Tetapi saya meyakini bahwa sebetulnya para ASN itu faham dan sangat memahami aturan main tentang dirinya dalam ruang politik, seaktif apapun pemberitahuan dan himbauan berupa sanksi kepada mereka tetap ada saja yang “nakal”, mengapa hal itu bisa terjadi ?, ASN kurang memahami tentang prinsip-prinsip sebagai ASN, karena tidak faham tentang itu, maka jadilah dia tidak patuh, dan kondisi inilah yang banyak menimpa ASN (oknum). Jika sudah menjadi ASN maka jadilah ASN yang benar, yaitu ASN yang bukan hanya faham pada aturan normatifnya saja, tetapi memahami dengan hati prinsip-prinsip sebagai abdi negara yang hanya loyal pada negara, ikhlas melayani rakyat sebagai prinsip dasar dalam pengabdian pada negara.
Netralitas ASN dalam pilkada adalah prinsip yang menuntut agar pegawai negeri atau tenaga kontrak yang bekerja di pemerintahan tetap netral dan tidak memihak kepada salah satu kandidat atau partai politik selama proses tahapan pilkada sampai selesai tahapannya. Hal ini penting untuk menjaga integritas dan profesionalisme ASN serta mencegah penyalahgunaan kekuasaan atau sumber daya pemerintah untuk kepentingan politik dan calon tertentu. Dalam konteks ini tentu kita sepakat, bahwa ASN harus mampu mengendalikan syahwatnya dalam bermain “mata” dengan calon tertentu, harus mampu menjaga dirinya dari godaan yang menggiurkan dari calon tertentu, pendek kata ASN harus tutup mata, tutup telinga atas janji-janji manis dari calon tertentu. ASN bangunlah kepercayaan masyarakat terhadap dirimu sebagai abdi negara, jagalah lembaga pemerintah sebagai tempatmu mengabdi, maka dengan begitu masyarakat akan lebih bangga padamu dan bahkan memberi apresiasi.
Birokrasi politik
ASN dalam birokrasi politik bisa bermakna baik dan penting, bisa juga bermakna tidak baik dan tidak penting, tergantung dari sudut mana kita memahaminya. ASN adalah bagian integral dari struktur pemerintahan yang bertanggung jawab untuk melaksanakan implementasi kebijakan pemerintah yang dilaksanakan pemimpin politik. ASN bertanggung jawab untuk menjalankan fungsi administratif yang membantu pemerintah dan memastikan bahwa program program dan layanan publik disampaikan dengan baik kepada masyarakat, normatifnya seperti ini, apakah kita yakin hal normatif begini akan berjalan normal ?.
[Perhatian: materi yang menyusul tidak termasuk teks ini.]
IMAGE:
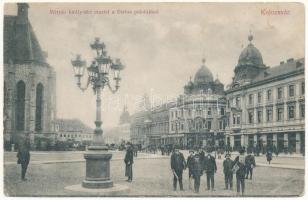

Hal yang normatif menjadi tidak normal bukan karena ASN tidak mampu, tetapi kadang patronase politik menjadi pilihan cerdik dan nekad bagi ASN dalam meningkatkan kariernya sehingga dirinya menjadi seolah tidak mampu, hal ini tentu bisa membahayakan kedudukan bagi ASN itu sendiri jika tidak patuh pada aturan dan kode etik yang sudah digariskan oleh pemerintah, meskipun demikian tetap saja ada yang nekad dan cenderung memanfaatkan ini dengan mendukung atau berpihak pada politik yang memberi patronase tersebut, walaupun disadari bahwa itu bisa membahayakan status dirinya sebagai ASN, dan fakta sosialnya sulit terbantahkan bahwa betapa ASN kadang outside.
Seperti apa itu Birokrasi Politik ?. Birokrasi politik bisa kita maknai secara sederhana adalah suatu kondisi dimana pejabat birokrasi dipilih atau diangkat berdasarkan afiliasi politik atau hubungan politik, bukan berdasarkan kualifikasi profesional dan meritokrasi. Karakteristiknya seringkali mengutamakan loyalitas politik diatas kompetensi teknis dan profesionalisme. Dan biasanya model ASN seperti ini begitu sibuk atau sibuk sendiri dengan agenda politik tertentu dari pejabat tertentu pula atau “asal bapak menang dan saya pun senang”.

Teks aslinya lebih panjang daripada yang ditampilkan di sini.